Zu den Messwerten kommen die speziellen Gegebenheiten vor Ort hinzu: Die topographische Lage mit der Straßenführung in der Talsohle bewirkt die Verstärkung des Schalls durch die Hänge. Zudem gibt es auf der vergleichsweise kurzen Strecke viele Ortschaften und damit viele Beschleunigungs- und Bremsvorgänge. „In der Begründung für das Tempolimit spielt das individuelle Fahrverhalten keine Rolle, sondern es geht um die Ortschaften, die Topographie und die sehr unterschiedliche Belastung an verschiedenen Tagen“, verdeutlichte Ordnungsdezernent Dr. Claudius Müller. Damit setze der Kreis dort an, wo die Belastung sehr hoch ist. Ziel ist es, Beschleunigung und Abbremsung von den Ortslagen weg zu führen. „Wir nehmen das Thema ernst und Lärm macht erwiesenermaßen krank“, betonte Reumann.

Und auf der anderen Seite werde die „Grenze der Verhältnismäßigkeit gewahrt“, wie Ritter unterstrich. Künftig gilt in den genannten Zeiträumen für Motorräder auf fünf der insgesamt acht Kilometer Länge die Begrenzung 50 km/h.

Messungen ausweiten

Letztlich aber „ist dies ein erster Anlauf“, sagte Reumann, „wir werden die Messungen in diesem Jahr auf vergleichbare Strecken im Landkreis ausweiten“. Im Visier der Kreisbehörde sind vor allem der Abschnitt bei Dapfen und das Seeburger Tal.
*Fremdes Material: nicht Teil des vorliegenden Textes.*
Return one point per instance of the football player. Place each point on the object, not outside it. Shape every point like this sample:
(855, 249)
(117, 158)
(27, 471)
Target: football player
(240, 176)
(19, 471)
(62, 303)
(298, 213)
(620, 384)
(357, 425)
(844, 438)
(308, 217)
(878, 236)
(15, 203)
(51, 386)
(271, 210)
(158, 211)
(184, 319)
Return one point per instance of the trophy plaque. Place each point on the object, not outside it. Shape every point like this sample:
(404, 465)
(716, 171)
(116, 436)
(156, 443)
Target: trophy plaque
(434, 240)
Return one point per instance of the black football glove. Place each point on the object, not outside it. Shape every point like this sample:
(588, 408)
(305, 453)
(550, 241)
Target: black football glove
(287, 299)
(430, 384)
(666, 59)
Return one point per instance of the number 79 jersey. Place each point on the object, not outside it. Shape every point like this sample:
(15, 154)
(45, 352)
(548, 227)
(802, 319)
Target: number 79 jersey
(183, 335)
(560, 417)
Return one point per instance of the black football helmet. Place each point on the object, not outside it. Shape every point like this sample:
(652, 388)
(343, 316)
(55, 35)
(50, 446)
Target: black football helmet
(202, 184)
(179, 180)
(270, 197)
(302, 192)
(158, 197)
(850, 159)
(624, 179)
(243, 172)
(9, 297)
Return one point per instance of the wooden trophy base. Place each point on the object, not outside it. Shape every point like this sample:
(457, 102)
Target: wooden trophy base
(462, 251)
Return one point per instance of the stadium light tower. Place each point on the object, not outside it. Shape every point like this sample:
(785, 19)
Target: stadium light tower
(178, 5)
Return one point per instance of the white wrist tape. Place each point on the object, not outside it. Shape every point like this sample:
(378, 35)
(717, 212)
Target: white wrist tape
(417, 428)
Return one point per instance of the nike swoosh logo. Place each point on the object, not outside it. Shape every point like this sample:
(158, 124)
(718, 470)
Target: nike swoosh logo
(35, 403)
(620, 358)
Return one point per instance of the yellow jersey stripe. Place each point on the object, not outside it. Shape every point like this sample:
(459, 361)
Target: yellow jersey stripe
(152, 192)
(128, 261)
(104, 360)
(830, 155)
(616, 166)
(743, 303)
Aber auch im Bereich der Zwiefalter Steige könnte der Lärmschutz Tempobegrenzungen erforderlich machen.

Überdies ist das Thema „sensibilisieren“ genauso wenig vom Tisch wie Kontrollen durch Landratsamt und Polizei. In Zusammenarbeit mit Landratsämtern in Esslingen und Stuttgart wurden bereits Anträge auf Führung eines Fahrtenbuchs gestellt für jene Halter von Motorrädern, mit denen gravierende Verstöße begangen wurden, ohne dass der Fahrer festzustellen war.